Amy's Robot writes "The president of Penn State University is urging colleges to start their own digital music services. The schools would pay the licensing fees, and pass the charges on to their students. His logic is that paying for the school's service is an incentive not to use an "illegal" service. Supposedly, there will be some pilot programs this fall, but it seems like there are a lot of obstacles to overcome before then."

5 of 276 comments (clear)

  1. Isnt this what iTunes.com is? by kevin_conaway · · Score: 4, Interesting

    Isnt this what Apple is doing and what Microsoft is considering doing? You sign up for the service and pay a fee to download songs?

    kc

  2. As a student of Penn State ... by petabyte · · Score: 4, Interesting

    ... I'm glad to see the university can afford to spend its money on licensing music instead of providing a quality education.

    Is that enough sarcasm for you? Is music piracy an issue on campus? Absolutely. Will group licensing music solve that problem? Not a chance. Why? One reason is the university has very diverse tastes and it would never be able to appeal to them all.

    For example, the university has a concert every year called Moving On. There is almost always flack surrounding it as the university can't appeal to everyone's tastes. I don't think licensed university music will do any better when people who have grown up with Kazaa and Napster are used to clicking away to whatever they want.

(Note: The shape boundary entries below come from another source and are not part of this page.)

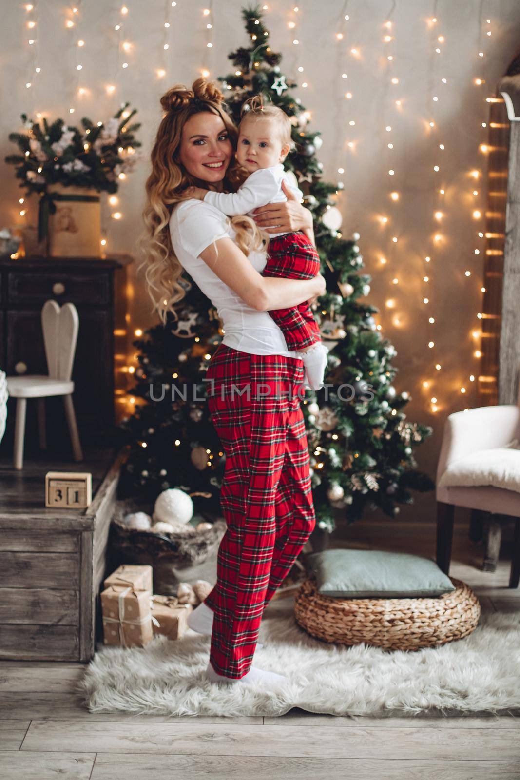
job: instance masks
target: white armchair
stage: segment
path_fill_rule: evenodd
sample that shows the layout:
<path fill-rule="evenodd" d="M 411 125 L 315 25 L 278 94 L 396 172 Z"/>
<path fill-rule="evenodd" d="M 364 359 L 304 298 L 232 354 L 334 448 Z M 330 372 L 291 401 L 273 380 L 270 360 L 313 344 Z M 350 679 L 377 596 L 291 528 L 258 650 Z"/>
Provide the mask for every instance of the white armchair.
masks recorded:
<path fill-rule="evenodd" d="M 520 408 L 513 406 L 482 406 L 451 414 L 444 433 L 437 472 L 437 562 L 449 573 L 453 538 L 455 509 L 467 509 L 520 518 L 520 493 L 490 485 L 480 487 L 439 487 L 448 466 L 466 456 L 483 450 L 505 447 L 520 438 Z M 500 547 L 500 525 L 494 546 Z M 485 568 L 485 567 L 484 567 Z M 520 580 L 520 520 L 515 526 L 515 542 L 510 587 L 518 587 Z"/>

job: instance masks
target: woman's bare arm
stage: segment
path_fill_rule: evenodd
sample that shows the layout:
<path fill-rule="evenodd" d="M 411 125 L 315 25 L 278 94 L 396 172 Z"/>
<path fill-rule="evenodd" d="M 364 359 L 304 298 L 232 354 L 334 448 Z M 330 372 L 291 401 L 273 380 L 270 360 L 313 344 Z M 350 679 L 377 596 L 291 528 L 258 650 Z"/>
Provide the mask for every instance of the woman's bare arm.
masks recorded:
<path fill-rule="evenodd" d="M 325 292 L 325 279 L 320 274 L 312 279 L 262 276 L 229 238 L 210 244 L 200 257 L 219 279 L 258 311 L 290 308 Z"/>
<path fill-rule="evenodd" d="M 267 206 L 259 206 L 254 210 L 254 221 L 259 228 L 267 233 L 278 233 L 302 230 L 314 243 L 313 214 L 302 206 L 290 187 L 281 183 L 287 200 L 282 203 L 268 203 Z M 267 227 L 271 225 L 271 227 Z"/>

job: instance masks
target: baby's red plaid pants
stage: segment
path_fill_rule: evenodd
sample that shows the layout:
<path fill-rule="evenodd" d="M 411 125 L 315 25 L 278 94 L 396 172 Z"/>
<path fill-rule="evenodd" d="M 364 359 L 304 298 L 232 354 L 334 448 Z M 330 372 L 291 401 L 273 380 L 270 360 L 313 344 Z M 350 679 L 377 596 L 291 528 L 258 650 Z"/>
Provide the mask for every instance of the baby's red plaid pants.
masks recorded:
<path fill-rule="evenodd" d="M 320 255 L 302 231 L 274 236 L 269 242 L 263 276 L 311 279 L 319 273 Z M 307 301 L 290 309 L 274 309 L 267 314 L 283 332 L 288 349 L 303 349 L 321 339 Z"/>

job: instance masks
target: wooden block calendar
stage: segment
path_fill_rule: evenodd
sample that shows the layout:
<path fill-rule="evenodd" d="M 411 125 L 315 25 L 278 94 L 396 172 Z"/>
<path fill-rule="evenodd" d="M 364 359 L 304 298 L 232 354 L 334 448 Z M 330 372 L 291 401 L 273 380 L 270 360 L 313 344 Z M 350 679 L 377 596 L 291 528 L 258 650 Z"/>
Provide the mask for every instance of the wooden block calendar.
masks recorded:
<path fill-rule="evenodd" d="M 45 506 L 85 509 L 92 501 L 92 474 L 80 471 L 48 471 Z"/>

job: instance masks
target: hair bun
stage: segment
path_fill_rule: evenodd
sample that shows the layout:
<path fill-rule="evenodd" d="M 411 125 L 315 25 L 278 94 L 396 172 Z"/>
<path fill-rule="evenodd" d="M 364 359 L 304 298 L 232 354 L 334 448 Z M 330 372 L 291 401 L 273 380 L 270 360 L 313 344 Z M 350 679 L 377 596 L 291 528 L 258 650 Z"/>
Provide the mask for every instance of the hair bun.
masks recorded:
<path fill-rule="evenodd" d="M 240 115 L 244 116 L 249 112 L 252 114 L 259 114 L 264 111 L 266 105 L 269 105 L 269 100 L 266 100 L 266 98 L 262 95 L 253 95 L 253 98 L 248 98 L 248 99 L 243 103 L 242 109 L 240 111 Z"/>
<path fill-rule="evenodd" d="M 207 81 L 200 77 L 193 82 L 193 94 L 199 100 L 210 101 L 213 103 L 223 103 L 224 94 L 214 81 Z"/>
<path fill-rule="evenodd" d="M 193 92 L 184 84 L 174 84 L 161 98 L 164 111 L 178 111 L 193 99 Z"/>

    Personally I think the university should continue to do what it is doing and continue measures to curb piracy as it wishes. But licensing music will not curb the piracy problem.

    That's my $.02.

  3. Actually... by just+some+computer+j · · Score: 4, Interesting

    If the college pays for the cost of the on campus students to download the mp3s, it would work much like how royalities are paid by college radio stations works. Plus, blocking outside downloading like kazaa would force the students to use the college's server. Plus the university can offer better quality mp3s, something that can be tough to do with kazaa.

    If the college worked it right, and the students didn't have to pay a huge amount of money, I think most students that were living in the dorms would like this. And if the college is worried about students eating up all the bandwidth on the campus, just make the mp3 servers only available to the dorms, not the rest of the network, that is simple to do. As for administrating the server and all, students could that with faculity oversight to keep the cost down.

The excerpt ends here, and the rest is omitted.